Nova etapa para o Grupo Nova Fronteira
Com mais de quatro décadas de atuação no agronegócio, o Grupo teve o processamento de sua recuperação judicial deferido em dezembro de 2024 pelo juiz Márcio Guedes, da Vara Especializada de Cuiabá -MT. Na ocasião, o passivo declarado era de R$ 594,3 milhões.
Superada a etapa de deliberação dos credores, o processo entra agora em uma nova fase, voltada à implementação das condições negociadas, ao cumprimento das obrigações previstas no plano e à continuidade das atividades produtivas.
Para João Paulo Marquezam, CEO do Grupo Nova Fronteira, a aprovação representa também uma sinalização ao mercado sobre a continuidade das operações.

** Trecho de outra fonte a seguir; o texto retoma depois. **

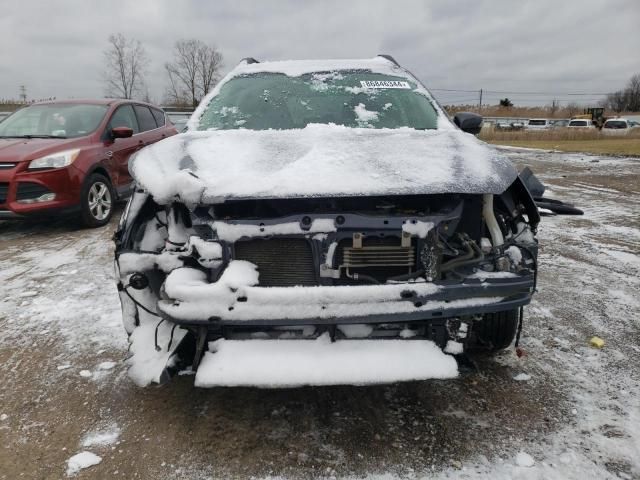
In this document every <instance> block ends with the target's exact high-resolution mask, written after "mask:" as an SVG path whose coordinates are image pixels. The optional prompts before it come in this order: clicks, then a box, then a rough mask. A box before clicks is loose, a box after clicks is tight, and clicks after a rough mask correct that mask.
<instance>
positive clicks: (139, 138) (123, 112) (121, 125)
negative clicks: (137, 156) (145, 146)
mask: <svg viewBox="0 0 640 480" xmlns="http://www.w3.org/2000/svg"><path fill="white" fill-rule="evenodd" d="M115 127H128V128H130V129H131V130H133V136H132V137H130V138H116V139H114V140H113V141H112V142H113V143H111V145H109V151H108V152H107V156H109V155H110V159H109V163H110V164H111V176H112V180H113V182H114V187H115V188H116V189H118V190H120V189H122V188H123V187H126V186H127V185H129V184H130V183H131V181H132V180H133V179H132V178H131V176H130V175H129V157H130V156H131V155H132V154H133V153H134V152H135V151H136V150H139V149H140V148H142V147H144V141H143V138H142V137H141V136H140V127H139V125H138V119H137V117H136V114H135V112H134V110H133V105H131V104H125V105H120V106H119V107H118V108H117V109H116V111H115V112H113V115H112V116H111V120H109V123H108V125H107V134H108V133H109V131H110V130H111V129H112V128H115Z"/></svg>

“A aprovação passa uma mensagem importante para o mercado: o Grupo Nova Fronteira continua firme na atividade e superou o estado de crise. Depois de um processo longo e de negociações complexas, começa agora uma nova fase, que exige disciplina para cumprir o que foi negociado, manter a produção e reconstruir a relação de confiança com credores, fornecedores e parceiros comerciais”, afirma.
Atualmente, o grupo possui 25 mil hectares de área própria, dos quais 6 mil hectares são destinados ao cultivo de soja, além de estrutura com capacidade para 40 mil animais, entre pastagens e confinamento.
A manutenção dessa estrutura produtiva será um dos principais pilares da nova etapa da reestruturação, ao sustentar a geração de caixa necessária para a continuidade das operações e o cumprimento das obrigações estabelecidas no plano de recuperação judicial.